When Amy Weber sat down to make her mask a year ago, she was living at a Minneapolis halfway house where she was in recovery.

"I was needing to find a sense of self," she says. "Needing to sculpt a sense of who I am, what positive qualities I have and how I can best use those qualities to truly start to live a life that represents who I am on the inside.

Amy Weber
Amy Weber stands in front of Barbara Cummards finished panel "Inside Out: Faces of Self" holding the mask she made as part of the project.
MPR Photo/Marianne Combs

Weber, who has always had an interest in art, became immediately engrossed in making a mask of her inner self. The result is a serene face in cool green, blue and pink, bordered with silk roses, beads, feathers and ribbons.

"And as you'll see right here," she says pointing, "I've got the red and the white and the blue, which is symbolic of my origin of place - I'm here in America. You'll see the spirals, the stars, the butterfly, this shiny metal - the way its encrusted up toward the mind area is indicative of thought and our mental connection. Our consciousness basically."

Masculine and feminine
Many men who created masks in the workshops ended up with faces that might be considered feminine, perhaps due to their ornamentation. For many people, the masks were an opportunity for them to explore other aspects of their personalities.
Image courtesy of Barbara Cummard

Weber's doing much better now. She says the mask is something she looks to for inspiration and strength. She says it's a reminder of her inner beauty. She wishes everyone would make a mask, because it would invite them to take time to be more introspective.

The mural, with its 140 faces, provokes both introspection and exclamation.

"Fascinating. Wonderful!" Professor Sears Eldredge mutters to himself.

Eldredge has traveled the world studying mask-making and mask-based theater. He taught classes on it at Macalester before he retired. Eldredge says theater professionals, when using masks, often talk about "concealing in order to reveal".

Professor Sears Eldredge
Professor Sears Eldredge has traveled the world studying masks in different cultures and different forms of mask theater.
MPR Photo/Marianne Combs

"It's really quite amazing how many different kinds of masks have been used around the world by different cultures to say something about themselves or to say something about the world which they inhabit," he says.

Eldredge says he's struck by the similarities he sees in these masks to others he's seen in Africa or Asia.

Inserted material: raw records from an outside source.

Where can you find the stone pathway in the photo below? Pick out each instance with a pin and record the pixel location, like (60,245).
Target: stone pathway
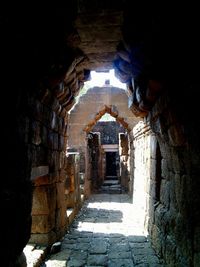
(106,232)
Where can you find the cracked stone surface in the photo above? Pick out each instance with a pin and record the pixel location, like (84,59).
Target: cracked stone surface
(106,232)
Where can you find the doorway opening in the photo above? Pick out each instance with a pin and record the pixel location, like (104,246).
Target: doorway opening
(111,164)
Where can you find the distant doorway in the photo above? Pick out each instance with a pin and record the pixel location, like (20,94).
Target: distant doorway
(111,166)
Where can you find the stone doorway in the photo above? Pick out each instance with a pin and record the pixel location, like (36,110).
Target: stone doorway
(111,163)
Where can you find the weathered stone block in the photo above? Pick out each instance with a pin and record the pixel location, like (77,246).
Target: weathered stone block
(43,239)
(44,200)
(176,136)
(60,187)
(43,223)
(165,193)
(61,217)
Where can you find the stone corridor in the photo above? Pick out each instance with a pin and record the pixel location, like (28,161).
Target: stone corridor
(108,231)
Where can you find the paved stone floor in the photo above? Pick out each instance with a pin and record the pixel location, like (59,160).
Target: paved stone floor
(107,232)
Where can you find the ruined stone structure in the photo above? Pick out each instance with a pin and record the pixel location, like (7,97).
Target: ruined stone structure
(46,56)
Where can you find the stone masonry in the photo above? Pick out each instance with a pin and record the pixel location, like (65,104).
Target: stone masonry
(107,232)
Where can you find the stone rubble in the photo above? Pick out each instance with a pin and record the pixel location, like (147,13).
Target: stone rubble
(106,232)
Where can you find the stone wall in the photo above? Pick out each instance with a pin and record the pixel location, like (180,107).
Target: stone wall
(109,131)
(92,106)
(166,171)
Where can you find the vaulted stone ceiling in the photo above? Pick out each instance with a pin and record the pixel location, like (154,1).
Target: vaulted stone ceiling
(99,26)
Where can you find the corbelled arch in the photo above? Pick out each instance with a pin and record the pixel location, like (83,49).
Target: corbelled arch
(112,110)
(92,106)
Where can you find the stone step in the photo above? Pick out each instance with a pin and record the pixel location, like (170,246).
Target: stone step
(111,178)
(110,182)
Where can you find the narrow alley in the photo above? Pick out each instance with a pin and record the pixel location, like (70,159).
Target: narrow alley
(106,232)
(100,102)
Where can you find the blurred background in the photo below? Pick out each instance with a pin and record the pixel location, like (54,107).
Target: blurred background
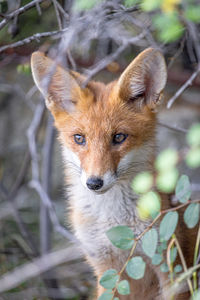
(39,257)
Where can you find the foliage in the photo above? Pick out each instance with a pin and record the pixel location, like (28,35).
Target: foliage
(162,243)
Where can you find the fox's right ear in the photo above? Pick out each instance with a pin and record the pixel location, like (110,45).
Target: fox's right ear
(144,79)
(60,89)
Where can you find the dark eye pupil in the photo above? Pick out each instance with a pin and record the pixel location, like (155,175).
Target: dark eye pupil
(79,139)
(119,138)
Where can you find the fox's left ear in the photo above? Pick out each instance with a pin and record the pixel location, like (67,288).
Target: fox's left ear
(61,88)
(144,79)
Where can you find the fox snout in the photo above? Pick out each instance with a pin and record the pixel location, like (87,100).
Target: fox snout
(98,183)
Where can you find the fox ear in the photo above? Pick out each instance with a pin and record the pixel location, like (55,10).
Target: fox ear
(59,87)
(144,79)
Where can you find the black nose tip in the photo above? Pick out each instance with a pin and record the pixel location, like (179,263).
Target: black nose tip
(94,183)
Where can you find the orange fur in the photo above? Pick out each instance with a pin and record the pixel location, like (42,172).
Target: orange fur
(99,112)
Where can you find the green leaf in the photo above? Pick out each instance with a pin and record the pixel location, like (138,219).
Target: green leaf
(168,225)
(168,27)
(193,135)
(162,246)
(178,268)
(121,237)
(166,180)
(196,295)
(173,254)
(107,295)
(166,160)
(191,215)
(149,242)
(183,189)
(157,259)
(109,279)
(164,268)
(148,205)
(142,182)
(192,13)
(84,4)
(136,267)
(193,158)
(123,287)
(147,5)
(129,3)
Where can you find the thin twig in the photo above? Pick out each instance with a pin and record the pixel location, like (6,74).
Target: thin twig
(38,266)
(184,87)
(19,11)
(57,14)
(110,58)
(34,37)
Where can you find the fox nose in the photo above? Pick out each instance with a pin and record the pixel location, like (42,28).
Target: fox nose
(94,183)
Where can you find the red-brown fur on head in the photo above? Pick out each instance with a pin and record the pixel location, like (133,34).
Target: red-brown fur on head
(100,111)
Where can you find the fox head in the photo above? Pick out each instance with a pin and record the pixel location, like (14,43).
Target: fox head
(107,131)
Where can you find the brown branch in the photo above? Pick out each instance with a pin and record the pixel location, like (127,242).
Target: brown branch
(38,266)
(110,58)
(34,37)
(19,11)
(161,213)
(35,182)
(184,87)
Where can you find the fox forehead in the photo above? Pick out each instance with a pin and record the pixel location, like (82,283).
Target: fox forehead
(105,115)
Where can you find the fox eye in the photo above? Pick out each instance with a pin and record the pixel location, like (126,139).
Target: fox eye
(119,138)
(79,139)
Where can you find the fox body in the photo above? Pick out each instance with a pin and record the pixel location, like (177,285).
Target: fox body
(107,133)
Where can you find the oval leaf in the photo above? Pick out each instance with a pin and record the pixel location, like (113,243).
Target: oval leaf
(149,205)
(193,135)
(173,254)
(109,279)
(193,158)
(157,259)
(168,225)
(123,287)
(191,215)
(166,180)
(164,268)
(121,237)
(136,267)
(166,160)
(178,268)
(142,182)
(149,242)
(183,189)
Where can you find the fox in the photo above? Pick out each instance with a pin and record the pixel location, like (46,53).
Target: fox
(107,134)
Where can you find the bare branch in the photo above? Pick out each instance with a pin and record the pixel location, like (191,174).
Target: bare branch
(38,266)
(57,14)
(184,87)
(34,37)
(19,11)
(108,59)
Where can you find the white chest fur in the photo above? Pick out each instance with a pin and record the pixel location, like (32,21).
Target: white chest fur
(102,212)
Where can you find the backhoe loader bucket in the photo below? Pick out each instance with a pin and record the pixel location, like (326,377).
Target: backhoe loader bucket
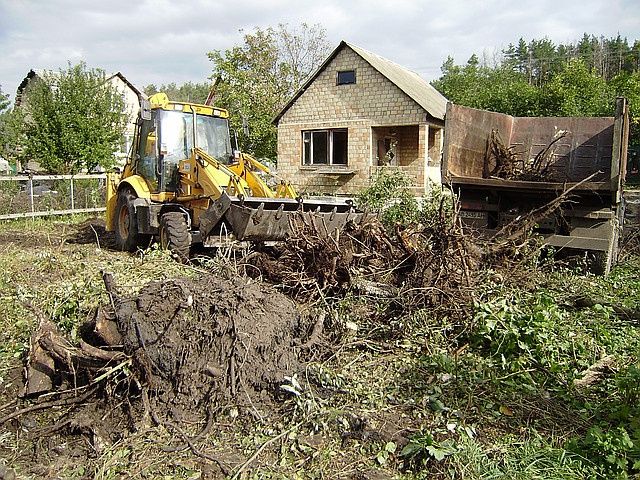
(267,219)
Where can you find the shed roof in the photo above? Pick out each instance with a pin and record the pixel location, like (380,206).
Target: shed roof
(412,84)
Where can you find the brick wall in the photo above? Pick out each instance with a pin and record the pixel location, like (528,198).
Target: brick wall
(373,101)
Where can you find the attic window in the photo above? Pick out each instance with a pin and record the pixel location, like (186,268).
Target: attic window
(346,77)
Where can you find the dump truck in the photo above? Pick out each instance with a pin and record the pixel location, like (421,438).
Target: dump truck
(185,183)
(582,158)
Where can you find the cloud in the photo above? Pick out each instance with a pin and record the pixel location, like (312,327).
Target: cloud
(162,41)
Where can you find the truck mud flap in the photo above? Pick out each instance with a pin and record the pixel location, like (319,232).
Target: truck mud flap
(275,219)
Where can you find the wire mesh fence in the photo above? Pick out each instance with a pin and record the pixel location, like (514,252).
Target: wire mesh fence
(24,196)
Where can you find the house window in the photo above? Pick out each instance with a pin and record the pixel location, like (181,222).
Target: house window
(324,147)
(346,77)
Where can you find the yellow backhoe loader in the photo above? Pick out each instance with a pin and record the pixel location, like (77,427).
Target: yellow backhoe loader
(184,184)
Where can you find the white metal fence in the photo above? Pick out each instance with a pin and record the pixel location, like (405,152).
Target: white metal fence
(28,196)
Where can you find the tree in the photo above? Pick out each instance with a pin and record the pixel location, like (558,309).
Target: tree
(577,91)
(187,92)
(4,101)
(258,77)
(73,120)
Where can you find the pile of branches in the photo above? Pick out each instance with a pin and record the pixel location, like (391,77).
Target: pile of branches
(418,266)
(503,162)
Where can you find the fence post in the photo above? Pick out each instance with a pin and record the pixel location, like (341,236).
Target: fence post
(31,192)
(72,203)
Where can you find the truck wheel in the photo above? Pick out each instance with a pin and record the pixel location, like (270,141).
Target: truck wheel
(127,236)
(174,235)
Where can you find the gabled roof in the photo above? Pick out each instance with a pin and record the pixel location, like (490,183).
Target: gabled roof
(34,73)
(412,84)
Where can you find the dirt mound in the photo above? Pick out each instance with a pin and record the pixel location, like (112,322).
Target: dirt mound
(194,341)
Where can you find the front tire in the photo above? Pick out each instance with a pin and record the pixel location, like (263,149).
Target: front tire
(175,236)
(128,238)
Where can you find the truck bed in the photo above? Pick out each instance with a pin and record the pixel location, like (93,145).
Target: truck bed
(587,149)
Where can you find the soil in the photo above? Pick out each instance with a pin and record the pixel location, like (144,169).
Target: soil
(195,342)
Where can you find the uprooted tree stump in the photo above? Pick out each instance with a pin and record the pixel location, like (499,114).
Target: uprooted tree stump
(178,348)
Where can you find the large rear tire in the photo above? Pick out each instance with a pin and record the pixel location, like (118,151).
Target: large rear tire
(128,237)
(175,236)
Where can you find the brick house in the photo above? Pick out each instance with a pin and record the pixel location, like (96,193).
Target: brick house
(357,114)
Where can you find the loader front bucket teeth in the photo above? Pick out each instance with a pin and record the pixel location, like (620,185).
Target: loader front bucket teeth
(268,219)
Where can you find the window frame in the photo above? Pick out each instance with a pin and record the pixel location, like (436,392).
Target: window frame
(338,82)
(330,144)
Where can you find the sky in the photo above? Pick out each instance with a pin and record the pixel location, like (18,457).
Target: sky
(161,41)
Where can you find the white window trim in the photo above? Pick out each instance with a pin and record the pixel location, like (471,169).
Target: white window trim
(329,132)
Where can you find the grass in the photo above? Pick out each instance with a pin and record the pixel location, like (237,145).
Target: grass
(492,401)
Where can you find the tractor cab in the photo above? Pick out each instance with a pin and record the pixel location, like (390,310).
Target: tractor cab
(169,135)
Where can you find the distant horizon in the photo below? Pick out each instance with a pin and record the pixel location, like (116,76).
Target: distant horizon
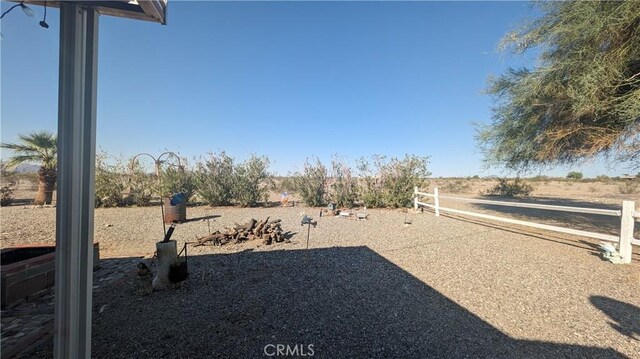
(289,80)
(26,168)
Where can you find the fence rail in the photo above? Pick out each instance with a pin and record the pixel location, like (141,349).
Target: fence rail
(628,216)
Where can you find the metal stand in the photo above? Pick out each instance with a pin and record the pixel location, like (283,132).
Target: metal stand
(76,185)
(309,222)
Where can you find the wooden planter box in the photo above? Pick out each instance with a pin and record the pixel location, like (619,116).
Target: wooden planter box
(27,272)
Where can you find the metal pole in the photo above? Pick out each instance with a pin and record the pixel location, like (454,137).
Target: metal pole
(627,223)
(76,180)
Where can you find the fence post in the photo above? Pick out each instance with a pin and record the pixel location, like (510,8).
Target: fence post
(627,223)
(436,201)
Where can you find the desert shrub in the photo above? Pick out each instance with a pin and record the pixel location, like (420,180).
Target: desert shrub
(109,182)
(540,178)
(390,183)
(251,181)
(311,183)
(628,187)
(179,179)
(575,175)
(456,186)
(215,179)
(143,182)
(507,188)
(284,184)
(6,195)
(344,186)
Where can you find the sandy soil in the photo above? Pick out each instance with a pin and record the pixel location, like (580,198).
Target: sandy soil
(438,287)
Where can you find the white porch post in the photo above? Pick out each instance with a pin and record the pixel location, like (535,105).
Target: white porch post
(76,174)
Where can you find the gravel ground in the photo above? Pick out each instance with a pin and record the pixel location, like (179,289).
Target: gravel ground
(439,287)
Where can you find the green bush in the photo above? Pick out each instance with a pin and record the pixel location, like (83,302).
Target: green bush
(311,184)
(575,175)
(629,187)
(143,182)
(6,195)
(390,183)
(251,181)
(344,187)
(515,188)
(178,180)
(109,182)
(456,186)
(215,179)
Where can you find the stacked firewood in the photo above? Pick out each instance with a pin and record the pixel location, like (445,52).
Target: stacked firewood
(267,231)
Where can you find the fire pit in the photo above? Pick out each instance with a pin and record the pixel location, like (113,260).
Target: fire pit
(28,271)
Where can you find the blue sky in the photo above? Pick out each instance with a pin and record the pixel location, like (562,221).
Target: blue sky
(287,80)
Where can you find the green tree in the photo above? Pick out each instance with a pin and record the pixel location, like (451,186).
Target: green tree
(251,181)
(215,179)
(311,184)
(574,175)
(582,101)
(41,148)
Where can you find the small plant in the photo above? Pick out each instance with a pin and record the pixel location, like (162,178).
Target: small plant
(6,195)
(456,186)
(575,175)
(251,181)
(515,188)
(109,182)
(177,180)
(142,182)
(629,187)
(390,183)
(214,179)
(344,186)
(311,184)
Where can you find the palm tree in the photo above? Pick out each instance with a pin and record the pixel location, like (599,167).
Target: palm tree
(37,147)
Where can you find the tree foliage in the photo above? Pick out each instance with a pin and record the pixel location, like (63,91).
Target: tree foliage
(575,175)
(214,179)
(37,147)
(390,182)
(311,184)
(583,99)
(251,181)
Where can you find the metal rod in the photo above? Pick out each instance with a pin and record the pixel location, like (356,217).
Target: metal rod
(77,95)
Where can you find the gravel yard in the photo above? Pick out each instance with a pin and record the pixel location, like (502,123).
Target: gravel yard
(438,287)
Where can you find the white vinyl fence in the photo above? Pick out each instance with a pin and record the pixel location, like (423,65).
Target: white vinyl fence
(628,216)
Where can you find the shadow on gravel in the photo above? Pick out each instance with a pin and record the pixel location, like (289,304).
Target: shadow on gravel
(583,221)
(625,316)
(342,303)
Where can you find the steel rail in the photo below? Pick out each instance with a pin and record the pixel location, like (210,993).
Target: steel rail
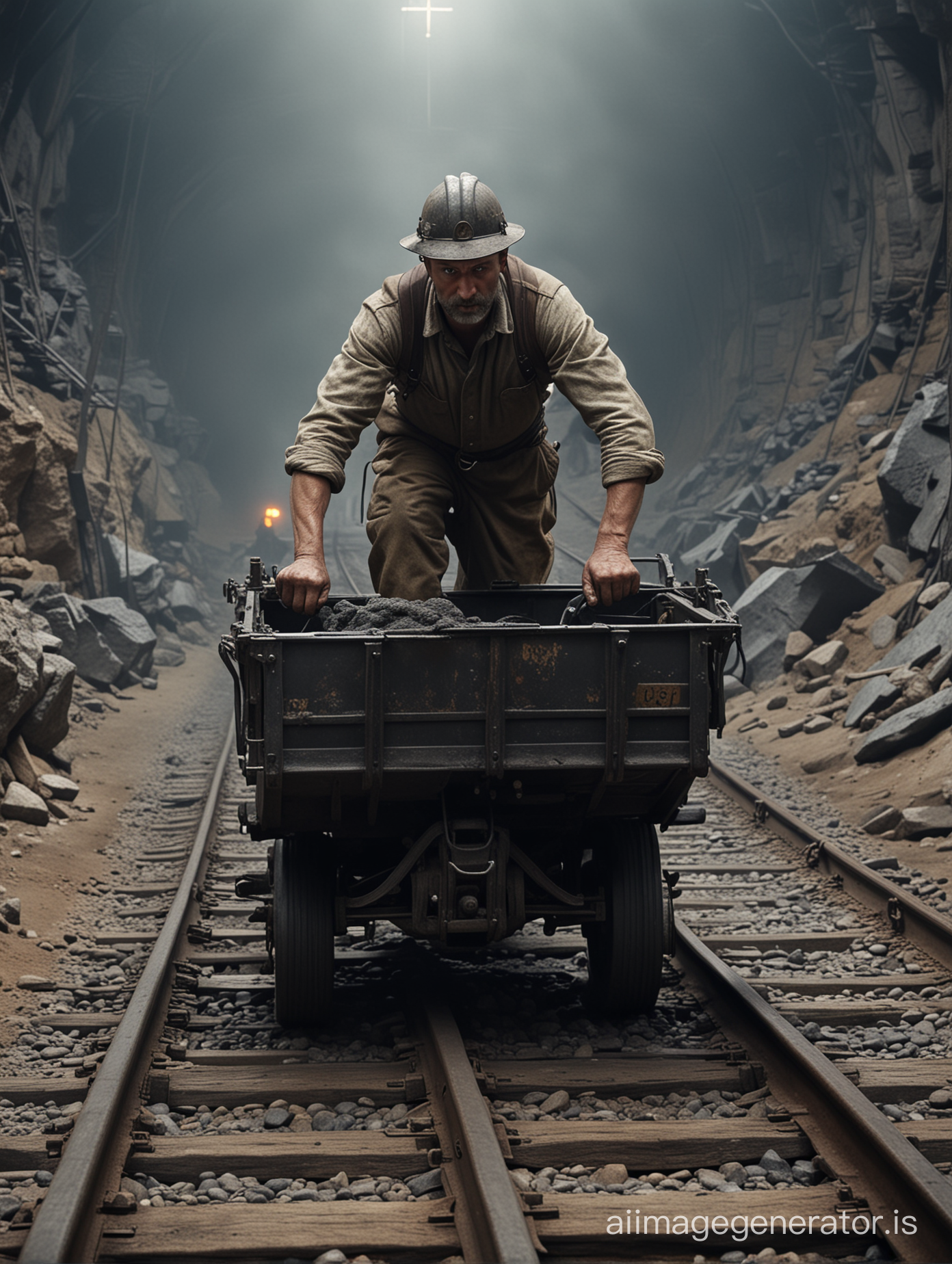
(862,1147)
(64,1222)
(488,1213)
(910,915)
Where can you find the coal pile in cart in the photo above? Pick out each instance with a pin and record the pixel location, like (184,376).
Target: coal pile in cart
(467,765)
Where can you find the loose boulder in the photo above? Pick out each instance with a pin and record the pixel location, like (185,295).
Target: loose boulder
(926,640)
(170,651)
(127,632)
(83,644)
(825,660)
(47,722)
(908,728)
(186,605)
(892,562)
(883,632)
(919,822)
(21,670)
(916,451)
(23,804)
(925,531)
(58,787)
(813,599)
(144,570)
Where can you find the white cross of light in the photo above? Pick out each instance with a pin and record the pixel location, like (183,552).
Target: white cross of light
(429,9)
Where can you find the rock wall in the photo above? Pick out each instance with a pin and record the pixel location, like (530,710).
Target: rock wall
(837,271)
(95,458)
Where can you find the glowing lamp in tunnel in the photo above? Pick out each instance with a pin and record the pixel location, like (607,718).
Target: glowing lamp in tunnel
(429,8)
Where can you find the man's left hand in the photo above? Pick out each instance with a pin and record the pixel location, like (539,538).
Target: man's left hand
(609,575)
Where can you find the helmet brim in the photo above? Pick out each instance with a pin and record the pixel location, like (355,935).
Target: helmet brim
(473,248)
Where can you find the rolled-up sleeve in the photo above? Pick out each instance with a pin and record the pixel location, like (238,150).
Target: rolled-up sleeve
(593,380)
(350,395)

He says it's tempting to look at a mask and try to figure out what it says about a person, but that would be wrong. He says one person could create five completely different masks, and each mask might represent a different aspect of who they are or who they want to be.

Inside Out
Artist Barbara Cummard says leading these mask-making workshops has convinced her that every person on earth, no matter what their situation, has a creative spark inside them.
Image courtesy of Barbara Cummard

Barbara Cummard agrees. She says it's really up to the individual to decide what their mask means to them.

"What I absolutely know, absolutely know, at the end of this is that every single person has this creative spark within them," she says. "Irrespective of who they are, irrespective of what they've done, what they look like, whether they've got downs syndrome or whether they've lost their memory, they all still have a creative spark within."

Barbara Cummard's piece "Inside Out: Faces of Self" is on display at the Minnesota Center for Photography through April 27th, as part of the group show "ICY." She's also created a vinyl banner of the image which is currently touring various public buildings in the Twin Cities.